I volunteer at my church as a girl's discussion group leader in the junior high, and we got to talking tonight about how it feels to get have this beautiful, romantic idea at the start of an idea or project or whatever, and how when we get to the middle it's a drag just to get ourselves out of bed, much less actually to get any work done.
I started thinking about this project, as I often do, and all of the things that it's taught me so far and I can easily remember many many times in the past 8 months (side note: 8 months WOW) where I have spun around in my studio chair groaning like an over-dramatic teenager because I'm sick and tired of being so bad at recording and mixing idk why do i even have ears they are so useless why can't I just be done with this project and what's the big deal anyways who is listening who cares I never want to sing again yada yada yada...
I could list off the weeks I had to look away while posting any particular track because it just wasn't good enough but I was out of time and had to let it go anyways.
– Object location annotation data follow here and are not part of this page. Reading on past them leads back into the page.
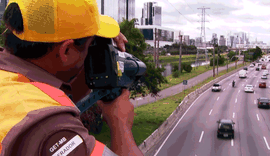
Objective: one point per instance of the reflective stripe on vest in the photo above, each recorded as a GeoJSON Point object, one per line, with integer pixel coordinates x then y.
{"type": "Point", "coordinates": [98, 149]}
{"type": "Point", "coordinates": [20, 96]}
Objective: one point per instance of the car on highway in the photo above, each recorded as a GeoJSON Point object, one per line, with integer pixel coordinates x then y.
{"type": "Point", "coordinates": [249, 88]}
{"type": "Point", "coordinates": [263, 102]}
{"type": "Point", "coordinates": [262, 84]}
{"type": "Point", "coordinates": [216, 87]}
{"type": "Point", "coordinates": [225, 128]}
{"type": "Point", "coordinates": [266, 71]}
{"type": "Point", "coordinates": [264, 76]}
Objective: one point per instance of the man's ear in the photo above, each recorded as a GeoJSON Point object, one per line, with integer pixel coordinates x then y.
{"type": "Point", "coordinates": [64, 47]}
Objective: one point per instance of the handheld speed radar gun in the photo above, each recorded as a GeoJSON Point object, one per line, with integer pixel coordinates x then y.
{"type": "Point", "coordinates": [107, 71]}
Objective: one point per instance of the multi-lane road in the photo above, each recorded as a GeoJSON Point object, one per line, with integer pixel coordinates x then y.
{"type": "Point", "coordinates": [195, 134]}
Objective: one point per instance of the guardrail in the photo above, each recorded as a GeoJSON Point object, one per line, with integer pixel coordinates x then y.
{"type": "Point", "coordinates": [178, 113]}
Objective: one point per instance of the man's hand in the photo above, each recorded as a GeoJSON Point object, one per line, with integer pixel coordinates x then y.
{"type": "Point", "coordinates": [119, 111]}
{"type": "Point", "coordinates": [120, 41]}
It's been a little painful, but when people stop me to tell me they love what I'm doing or why I'm doing it or just a "hey, I listened to your track this week!" I am absolutely proud of what I've done so far, embarrassing tracks and voice cracks and all!
I'm not the best producer, I still don't really know the nuances of singing in a studio, and speaking of my studio, this is what mine looks like:
It's not exactly a dream. But regardless of how many weeks I've fudged, or not given it my all, or just done one take and posted it anyways because I was lazy, I don't feel like any week was a waste of time. In every week, there is a lesson, and I can't believe I've never thought of previous projects the way I do about this one. Life is a process, not a product. The 52 Weeks Project isn't 52 neat and tidy products wrapped up in a bow and posted online, like I thought when I started it. The 52 Weeks Project is a process of exploring myself as a musician, producer, dreamer. It's been challenging limits that I previously thought I had, blowing the dust off of dreams I had long since abandoned. It's my workflow, and let me tell you, momentum is building. I have a feeling that whatever I do after this project, I will shoot into it like a rubber band stretched back and finally released. Right now I am a rubber band stretched back, and it is a beautiful thing, to feel this cool tension within me as I'm changing and growing.
But! I know this is only for a season. I'm trying to be present in every second of the journey. Even though I have 20 weeks left (side note: only 20, come on wow), I think I'm doing okay, as far as "the middle of the journey is a drag" goes. The middle of this journey is a little tedious, but still exciting.
This week's song is Yours Forever by Dara Maclean,
Sung to a track,
Vocals by myself,
ps. to those of you silently listening, I love you so so much and I am honored to be a part of your life week to week. Stay silent if you wish, talk to me if you wish, I'm having a blast singing for all of you through this website.